E and I are in the stage of starting to talk about growing our family in a more real sense, with a real timeline (involving years); still, we're not quite ready. But there is something about all my friends having babies that still makes me feel a little left out. I mean, my mom friends are impressed by my knowledge of the physical effects of pregnancy, birth and post-partum, (this is primarily because I have been reading too much OMG Mom), but it is also evident I'm not able to relate to what has changed for them emotionally and turned their entire lives around and upside down.
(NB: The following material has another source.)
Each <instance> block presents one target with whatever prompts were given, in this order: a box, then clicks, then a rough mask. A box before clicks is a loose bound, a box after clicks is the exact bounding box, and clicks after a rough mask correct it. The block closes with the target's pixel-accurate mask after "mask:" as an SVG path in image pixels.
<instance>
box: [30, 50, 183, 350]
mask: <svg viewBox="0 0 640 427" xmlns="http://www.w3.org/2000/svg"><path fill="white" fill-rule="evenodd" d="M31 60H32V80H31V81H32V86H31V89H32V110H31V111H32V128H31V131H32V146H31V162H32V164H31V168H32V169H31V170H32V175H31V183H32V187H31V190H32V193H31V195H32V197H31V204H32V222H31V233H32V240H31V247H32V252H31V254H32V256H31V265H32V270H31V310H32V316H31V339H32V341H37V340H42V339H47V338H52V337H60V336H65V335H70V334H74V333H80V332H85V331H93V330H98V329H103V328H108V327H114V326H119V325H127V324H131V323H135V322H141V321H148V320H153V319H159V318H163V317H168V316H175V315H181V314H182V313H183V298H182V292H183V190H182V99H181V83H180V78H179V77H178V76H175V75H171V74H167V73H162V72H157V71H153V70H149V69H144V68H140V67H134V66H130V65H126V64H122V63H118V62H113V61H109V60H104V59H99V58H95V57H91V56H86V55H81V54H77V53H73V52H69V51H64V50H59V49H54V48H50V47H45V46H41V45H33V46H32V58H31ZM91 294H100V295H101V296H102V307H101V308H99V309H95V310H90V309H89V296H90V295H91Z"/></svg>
Maybe this goes without saying, but I really want to stay friends with all these ladies as they become mamas. I think I'm just having a hard time adjusting to their new normal and figuring out how to maintain a relationship that includes my time and love for their babies, but also adult time to talk about non-baby things. It feels a little awkward, like the start of a new friendship.
 Do I suggest we go out baby-free? Do I offer to come over and help them around the house?
How do I talk about my day-to-day work and married life with them, when it doesn't seem nearly as significant as creating and nurturing a human life?

I know a lot of my friends are on the other side of this and maybe struggling as well to maintain healthy friendships with single or childless friends. So please weigh in - I would love to hear what ladies on both sides feel about this!

Thursday, August 2, 2012

The ultimate sacrifice

I have so many things to share and write about - baby showers thrown and attended (3), wedding events for my sister, travel, our crazy growing garden.

But for the past five days I've done little else but think about and pray for a woman I know from church who lost her husband in Afghanistan on Sunday.

It's strange: even though we know a lot of military families, I (ignorantly) thought things were basically over for the US military in the Middle East. I certainly didn't think about or realize US soldiers were still being attacked and still dying. So the news itself was completely shocking.



I have grieved the loss of people much dearer to me - family members and close friends, but the loss of Dan has come as such a huge blow to the church and community. E and I weren't close with Dan and his wife Rachel, but we had mutual friends at church and had attended a few game nights with them. In the past, I have been moved and saddened hearing about the loss of lives of our military members, but this was so close to home.

Dan was a sergeant in MARSOC (special ops in the Marines), and had already been in combat three times and was on his sixth deployment. He received a purple heart last summer in a combat that shattered his knee. Besides being a godly man who loved his family, I don't know how else to describe him except that he seemed way too bad ass to have anything happen to him. It's really hard to imagine one of the toughest strongest guys you can think of not making it.  But this isn't the movies, and the strong guy isn't coming home.


(taken from Facebook)

In part it feels disingenuous to be so torn up over his death, considering there are so many others suffering so much more deeply at this loss. But as Christians we mourn with those who mourn, and I can't help but dwell on the ugliness of death.
I'm just so thankful that death does not win in the end.

The very moment that believers die they are in paradise. Their battle is fought: their strife is over. They have passed through that gloomy valley we must one day tread; they have gone over that dark river we must one day cross. They have drunk that last bitter cup which sin has mingled for man: they have reached that place where sorrow and sighing are no more. Surely we should not wish them back again! We should not weep for them, but for ourselves.
-JC Ryle


Thank you for your service and sacrifice, Gunnery Sergeant Daniel J. Price.